Compreender a imagem de uma empresa diante do público é crucial para marcas que, realmente, desejam atingir bons resultados. No marketing digital, a gestão de relacionamento com o público exige estratégia e atenção por parte dos profissionais de marketing. Seja via monitoramento de redes sociais, seja via social listening, empresas podem ganhar destaque e estar alinhadas com o discurso, vontades e valores dos consumidores. As duas práticas, que apesar de serem citadas como sinônimos possuem funções distintas, estão, intrinsecamente, ligadas ao avanço do digital.

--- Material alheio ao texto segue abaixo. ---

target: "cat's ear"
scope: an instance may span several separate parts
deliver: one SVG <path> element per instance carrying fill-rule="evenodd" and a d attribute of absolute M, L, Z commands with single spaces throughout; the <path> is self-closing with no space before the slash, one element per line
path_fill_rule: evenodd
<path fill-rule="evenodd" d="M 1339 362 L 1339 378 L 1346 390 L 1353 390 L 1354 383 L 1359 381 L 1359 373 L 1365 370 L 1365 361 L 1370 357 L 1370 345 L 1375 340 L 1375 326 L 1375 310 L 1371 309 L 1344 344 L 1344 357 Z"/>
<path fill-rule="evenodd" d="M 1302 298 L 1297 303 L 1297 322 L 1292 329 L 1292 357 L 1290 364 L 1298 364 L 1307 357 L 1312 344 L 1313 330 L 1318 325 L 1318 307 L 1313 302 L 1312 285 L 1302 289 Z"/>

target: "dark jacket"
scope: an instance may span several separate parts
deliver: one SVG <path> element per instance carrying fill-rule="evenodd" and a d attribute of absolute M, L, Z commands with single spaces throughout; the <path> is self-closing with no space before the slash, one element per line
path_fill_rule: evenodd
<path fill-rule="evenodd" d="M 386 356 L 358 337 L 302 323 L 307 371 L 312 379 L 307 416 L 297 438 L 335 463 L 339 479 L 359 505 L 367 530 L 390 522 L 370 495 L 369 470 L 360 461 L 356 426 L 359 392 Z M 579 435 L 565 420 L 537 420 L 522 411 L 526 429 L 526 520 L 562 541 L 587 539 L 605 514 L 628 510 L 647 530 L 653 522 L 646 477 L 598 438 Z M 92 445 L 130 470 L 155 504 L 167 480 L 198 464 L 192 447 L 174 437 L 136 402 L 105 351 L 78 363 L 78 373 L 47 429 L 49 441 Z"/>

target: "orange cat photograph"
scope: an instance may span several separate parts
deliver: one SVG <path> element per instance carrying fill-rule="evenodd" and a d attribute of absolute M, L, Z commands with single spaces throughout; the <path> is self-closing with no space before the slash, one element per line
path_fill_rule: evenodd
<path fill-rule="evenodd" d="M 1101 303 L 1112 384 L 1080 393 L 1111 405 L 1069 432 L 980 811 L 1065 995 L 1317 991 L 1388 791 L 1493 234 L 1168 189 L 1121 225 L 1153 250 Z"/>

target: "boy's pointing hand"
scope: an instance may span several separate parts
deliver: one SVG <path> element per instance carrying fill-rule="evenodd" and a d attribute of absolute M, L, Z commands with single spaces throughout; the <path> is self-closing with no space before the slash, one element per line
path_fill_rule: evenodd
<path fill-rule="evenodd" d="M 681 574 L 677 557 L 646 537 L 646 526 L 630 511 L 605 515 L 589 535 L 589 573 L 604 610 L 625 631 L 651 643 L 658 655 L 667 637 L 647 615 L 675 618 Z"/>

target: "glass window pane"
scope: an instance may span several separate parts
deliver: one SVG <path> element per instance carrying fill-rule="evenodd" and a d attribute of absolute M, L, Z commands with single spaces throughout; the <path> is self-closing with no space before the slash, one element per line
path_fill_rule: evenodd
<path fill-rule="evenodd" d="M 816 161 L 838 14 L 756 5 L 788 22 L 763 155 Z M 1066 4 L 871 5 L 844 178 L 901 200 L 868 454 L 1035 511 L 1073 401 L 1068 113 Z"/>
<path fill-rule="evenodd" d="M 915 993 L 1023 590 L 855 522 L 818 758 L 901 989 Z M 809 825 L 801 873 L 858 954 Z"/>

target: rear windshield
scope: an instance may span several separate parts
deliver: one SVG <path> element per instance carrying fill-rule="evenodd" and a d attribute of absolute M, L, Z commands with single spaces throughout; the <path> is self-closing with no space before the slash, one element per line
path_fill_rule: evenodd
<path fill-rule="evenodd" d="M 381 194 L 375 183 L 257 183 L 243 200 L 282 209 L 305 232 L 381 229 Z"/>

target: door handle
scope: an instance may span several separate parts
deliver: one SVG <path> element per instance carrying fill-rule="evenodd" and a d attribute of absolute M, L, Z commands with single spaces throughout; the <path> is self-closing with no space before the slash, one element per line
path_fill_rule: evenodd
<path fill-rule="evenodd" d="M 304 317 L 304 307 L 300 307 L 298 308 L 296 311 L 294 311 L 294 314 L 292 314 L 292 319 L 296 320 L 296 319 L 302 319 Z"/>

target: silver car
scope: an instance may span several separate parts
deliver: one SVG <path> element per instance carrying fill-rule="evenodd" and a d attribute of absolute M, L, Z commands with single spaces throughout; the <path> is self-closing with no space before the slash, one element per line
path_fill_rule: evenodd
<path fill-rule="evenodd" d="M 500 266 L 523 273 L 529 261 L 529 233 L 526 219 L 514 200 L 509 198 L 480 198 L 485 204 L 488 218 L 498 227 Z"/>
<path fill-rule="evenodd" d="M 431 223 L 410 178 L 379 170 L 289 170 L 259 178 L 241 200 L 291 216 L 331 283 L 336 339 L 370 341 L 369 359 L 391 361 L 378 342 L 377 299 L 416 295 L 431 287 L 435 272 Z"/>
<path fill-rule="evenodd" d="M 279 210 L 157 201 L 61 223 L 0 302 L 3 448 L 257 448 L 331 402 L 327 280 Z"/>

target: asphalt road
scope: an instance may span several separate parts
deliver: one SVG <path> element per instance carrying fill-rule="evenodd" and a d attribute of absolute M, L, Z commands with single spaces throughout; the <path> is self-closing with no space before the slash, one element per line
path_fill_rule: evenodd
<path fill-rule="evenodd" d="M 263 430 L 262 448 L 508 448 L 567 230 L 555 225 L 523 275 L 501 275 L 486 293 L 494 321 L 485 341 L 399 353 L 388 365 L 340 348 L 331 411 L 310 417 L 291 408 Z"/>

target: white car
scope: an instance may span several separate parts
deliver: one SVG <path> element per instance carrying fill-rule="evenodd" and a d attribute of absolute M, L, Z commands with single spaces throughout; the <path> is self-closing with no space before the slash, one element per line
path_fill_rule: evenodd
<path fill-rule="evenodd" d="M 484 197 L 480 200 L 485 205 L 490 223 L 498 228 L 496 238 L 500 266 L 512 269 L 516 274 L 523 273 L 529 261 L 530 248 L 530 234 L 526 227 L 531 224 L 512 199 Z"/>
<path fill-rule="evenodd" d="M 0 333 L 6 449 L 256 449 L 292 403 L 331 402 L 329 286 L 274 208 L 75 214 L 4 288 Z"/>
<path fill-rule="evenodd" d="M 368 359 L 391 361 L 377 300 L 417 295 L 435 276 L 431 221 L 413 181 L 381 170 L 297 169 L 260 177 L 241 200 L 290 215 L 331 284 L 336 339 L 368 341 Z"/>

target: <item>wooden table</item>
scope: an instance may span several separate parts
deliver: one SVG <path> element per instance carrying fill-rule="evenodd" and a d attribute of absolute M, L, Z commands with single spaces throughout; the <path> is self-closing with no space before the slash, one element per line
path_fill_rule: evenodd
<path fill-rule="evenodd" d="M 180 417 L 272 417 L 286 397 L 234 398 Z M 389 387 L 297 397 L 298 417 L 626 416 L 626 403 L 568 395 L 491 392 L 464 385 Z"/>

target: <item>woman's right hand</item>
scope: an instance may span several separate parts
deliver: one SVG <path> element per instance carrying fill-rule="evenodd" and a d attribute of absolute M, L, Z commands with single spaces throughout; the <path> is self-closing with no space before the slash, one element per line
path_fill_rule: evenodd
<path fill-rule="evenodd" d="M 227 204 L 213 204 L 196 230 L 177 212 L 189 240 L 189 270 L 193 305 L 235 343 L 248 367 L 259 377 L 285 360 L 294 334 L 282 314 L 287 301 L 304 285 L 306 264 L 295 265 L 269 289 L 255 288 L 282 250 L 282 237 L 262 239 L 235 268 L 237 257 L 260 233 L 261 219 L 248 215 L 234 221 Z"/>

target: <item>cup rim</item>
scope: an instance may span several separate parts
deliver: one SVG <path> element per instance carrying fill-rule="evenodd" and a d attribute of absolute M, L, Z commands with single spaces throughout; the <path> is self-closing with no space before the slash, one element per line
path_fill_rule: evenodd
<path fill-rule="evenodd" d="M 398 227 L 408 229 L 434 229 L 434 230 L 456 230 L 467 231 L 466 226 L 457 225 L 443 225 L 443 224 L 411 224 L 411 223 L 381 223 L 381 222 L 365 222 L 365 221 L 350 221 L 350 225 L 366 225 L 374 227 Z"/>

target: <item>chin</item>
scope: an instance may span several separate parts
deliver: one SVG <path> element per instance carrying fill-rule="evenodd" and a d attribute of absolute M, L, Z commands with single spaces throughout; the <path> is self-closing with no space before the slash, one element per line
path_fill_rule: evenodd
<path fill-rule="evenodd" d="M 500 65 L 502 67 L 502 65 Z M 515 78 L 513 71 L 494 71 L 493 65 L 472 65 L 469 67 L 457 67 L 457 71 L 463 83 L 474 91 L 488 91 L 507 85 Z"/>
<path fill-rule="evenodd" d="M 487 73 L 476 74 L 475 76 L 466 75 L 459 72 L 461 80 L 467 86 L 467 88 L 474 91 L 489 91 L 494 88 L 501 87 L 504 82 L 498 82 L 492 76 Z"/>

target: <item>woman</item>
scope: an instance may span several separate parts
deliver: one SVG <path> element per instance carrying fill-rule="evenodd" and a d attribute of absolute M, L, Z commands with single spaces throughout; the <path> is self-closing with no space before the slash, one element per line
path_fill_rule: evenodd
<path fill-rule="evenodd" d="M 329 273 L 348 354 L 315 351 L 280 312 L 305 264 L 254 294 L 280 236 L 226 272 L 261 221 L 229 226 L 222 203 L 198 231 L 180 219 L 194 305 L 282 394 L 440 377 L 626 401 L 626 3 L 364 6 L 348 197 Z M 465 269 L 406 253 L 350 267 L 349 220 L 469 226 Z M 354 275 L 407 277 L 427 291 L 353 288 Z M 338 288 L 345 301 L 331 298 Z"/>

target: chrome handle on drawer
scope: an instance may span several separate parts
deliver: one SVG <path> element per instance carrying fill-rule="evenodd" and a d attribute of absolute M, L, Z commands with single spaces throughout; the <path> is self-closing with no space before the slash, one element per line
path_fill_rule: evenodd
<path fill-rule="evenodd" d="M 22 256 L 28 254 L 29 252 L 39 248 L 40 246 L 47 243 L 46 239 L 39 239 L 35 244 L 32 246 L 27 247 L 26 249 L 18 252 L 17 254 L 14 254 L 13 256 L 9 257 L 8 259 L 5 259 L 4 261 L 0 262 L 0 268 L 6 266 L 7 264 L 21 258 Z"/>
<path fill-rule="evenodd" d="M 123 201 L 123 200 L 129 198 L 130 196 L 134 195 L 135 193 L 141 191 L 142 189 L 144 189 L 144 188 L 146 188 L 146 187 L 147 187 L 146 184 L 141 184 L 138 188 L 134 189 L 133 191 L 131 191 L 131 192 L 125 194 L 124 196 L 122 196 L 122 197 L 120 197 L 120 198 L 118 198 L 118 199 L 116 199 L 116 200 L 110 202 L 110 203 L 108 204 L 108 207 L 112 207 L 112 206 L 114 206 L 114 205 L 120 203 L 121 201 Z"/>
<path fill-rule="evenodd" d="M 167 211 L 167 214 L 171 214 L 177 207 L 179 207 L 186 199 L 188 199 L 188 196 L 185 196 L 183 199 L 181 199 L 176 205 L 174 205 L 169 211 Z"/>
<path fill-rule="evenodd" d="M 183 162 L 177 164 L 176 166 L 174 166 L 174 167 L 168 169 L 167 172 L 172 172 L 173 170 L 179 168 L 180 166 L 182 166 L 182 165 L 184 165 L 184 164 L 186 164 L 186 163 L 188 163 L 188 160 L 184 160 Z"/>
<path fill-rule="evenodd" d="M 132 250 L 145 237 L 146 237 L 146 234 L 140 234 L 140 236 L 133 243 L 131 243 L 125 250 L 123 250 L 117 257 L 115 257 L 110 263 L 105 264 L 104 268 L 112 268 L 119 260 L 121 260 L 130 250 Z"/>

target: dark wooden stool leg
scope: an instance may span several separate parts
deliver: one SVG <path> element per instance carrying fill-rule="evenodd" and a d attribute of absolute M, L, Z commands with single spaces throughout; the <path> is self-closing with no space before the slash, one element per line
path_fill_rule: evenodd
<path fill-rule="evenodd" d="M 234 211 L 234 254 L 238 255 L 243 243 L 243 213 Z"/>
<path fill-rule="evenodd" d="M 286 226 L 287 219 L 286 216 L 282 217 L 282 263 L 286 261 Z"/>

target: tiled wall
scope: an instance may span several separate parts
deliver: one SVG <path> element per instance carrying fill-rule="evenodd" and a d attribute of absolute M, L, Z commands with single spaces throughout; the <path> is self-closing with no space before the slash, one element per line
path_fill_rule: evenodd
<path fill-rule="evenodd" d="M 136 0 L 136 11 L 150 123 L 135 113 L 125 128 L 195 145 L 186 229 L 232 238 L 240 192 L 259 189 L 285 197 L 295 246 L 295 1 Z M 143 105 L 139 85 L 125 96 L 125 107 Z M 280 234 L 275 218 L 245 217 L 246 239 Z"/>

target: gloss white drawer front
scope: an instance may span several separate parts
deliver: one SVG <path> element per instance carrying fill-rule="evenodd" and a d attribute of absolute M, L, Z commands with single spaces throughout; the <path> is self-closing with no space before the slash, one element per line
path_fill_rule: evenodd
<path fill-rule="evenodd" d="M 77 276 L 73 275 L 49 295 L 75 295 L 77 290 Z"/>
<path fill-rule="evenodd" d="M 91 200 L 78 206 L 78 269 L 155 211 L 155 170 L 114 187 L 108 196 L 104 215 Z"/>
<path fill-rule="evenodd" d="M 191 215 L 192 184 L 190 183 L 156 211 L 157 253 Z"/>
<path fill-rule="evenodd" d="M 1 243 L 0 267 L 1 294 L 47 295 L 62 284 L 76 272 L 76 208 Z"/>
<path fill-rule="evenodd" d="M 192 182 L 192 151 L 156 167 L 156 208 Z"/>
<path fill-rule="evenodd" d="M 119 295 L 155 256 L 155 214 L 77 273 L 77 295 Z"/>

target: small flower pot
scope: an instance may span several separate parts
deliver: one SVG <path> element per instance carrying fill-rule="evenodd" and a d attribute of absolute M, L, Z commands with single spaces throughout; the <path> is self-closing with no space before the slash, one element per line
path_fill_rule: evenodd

De acordo com a Cuponation, até 2023, o número de usuários de redes sociais, no Brasil, deve crescer mais de 20%, atingindo em média 114,5 milhões de pessoas.

 

Até 2023, o número de usuários de redes sociais, no Brasil, deve crescer mais de 20, afirma a Cuponation (crédito: Oladimeji Ajegbile/Pexels)

Análise de redes sociais
O monitoramento de redes sociais permite a construção da proximidade genuína entre marca e público. O maior tempo dos usuários na internet gera interações e comentários, capazes de guiar os passos de empresas que almejam ter um bom relacionamento com seus consumidores. Para um bom trabalho de monitoramento, os profissionais de mídias sociais precisam mapear e acompanhar citações que tragam em seu conteúdo o nome da marca, de produtos e serviços da empresa, nome de concorrentes, menções com tags, hashtags relacionadas à empresa ou à campanhas e palavras-chave de interesse da marca.

Segundo Ana Maria Bicca, coordenadora de social media da Cadastra, o monitoramento de redes sociais é a base do trabalho de social listening, responsável por analisar os dados, interpretar informações, refletir sobre insights e criar estratégias de negócios. “Podemos considerar o monitoramento como o operacional e o social listening como sendo o viés mais estratégico do trabalho”, explica. A prática social listening capacita profissionais de mídia a entenderem como o público reage ao que foi publicado nas redes sociais. Estar atento a isso permite otimizar o conteúdo e gerar, sempre, novas ideias.

Izabella Demercian, gerente de insights da Mutato, destaca que o monitoramento de redes sociais e o social listening são processuais, com várias etapas de execução. A área já conta com ferramentas de automação, que permitem sincronizar os perfis das redes sociais da empresa e detectar citações importantes. No entanto, é função da marca interpretar as interações e criar o trabalho de resposta, junto ao público. Porém, a automação pode não ser suficiente. “Isso porque, mesmo com o uso de inteligência artificial, existe a ironia, a intenção por trás de uma palavra que não está escrita. E, aí, o olhar humano de um profissional que conheça a marca é super importante, no monitoramento e no social listening”, diz Ana.

O futuro e a tecnologia
As redes sociais tornaram-se uma extensão da vida do consumidor e abriu uma janela ampla de observação sobre o comportamento das pessoas, afirma Izabella. “Nos últimos anos, aspectos como a transformação digital, o aumento da penetração de internet e dispositivos móveis e a sociabilidade do brasileiro consolidaram o papel central do monitoramento na definição de estratégias e tomada de decisões para as equipes de marketing de empresas de todo porte”, afirma.

Entretanto, a coordenadora de social media da Cadastra, aponta que, mesmo diante da compreensão da relevância das redes sociais, as marcas estão em estágios diferentes de maturidade digital.

No futuro, a profissional da Mutato, vê muitas possibilidade em relação aos avanços tecnológicos, “principalmente, na captação e possível leitura das menções, a partir do cruzamento de informação e da integração de dados de social listening com outras áreas envolvidas com a marca”. A inteligência artificial, de hoje, já é um passo para o futuro da área. “Assim, os profissionais da área poderão dedicar mais tempo na análise dos comportamentos e na tradução dessas informações em insights estratégicos para as marcas, além de contar com bases de dados mais amplas para chegar a insights e interpretações mais poderosas”, fala Izabella.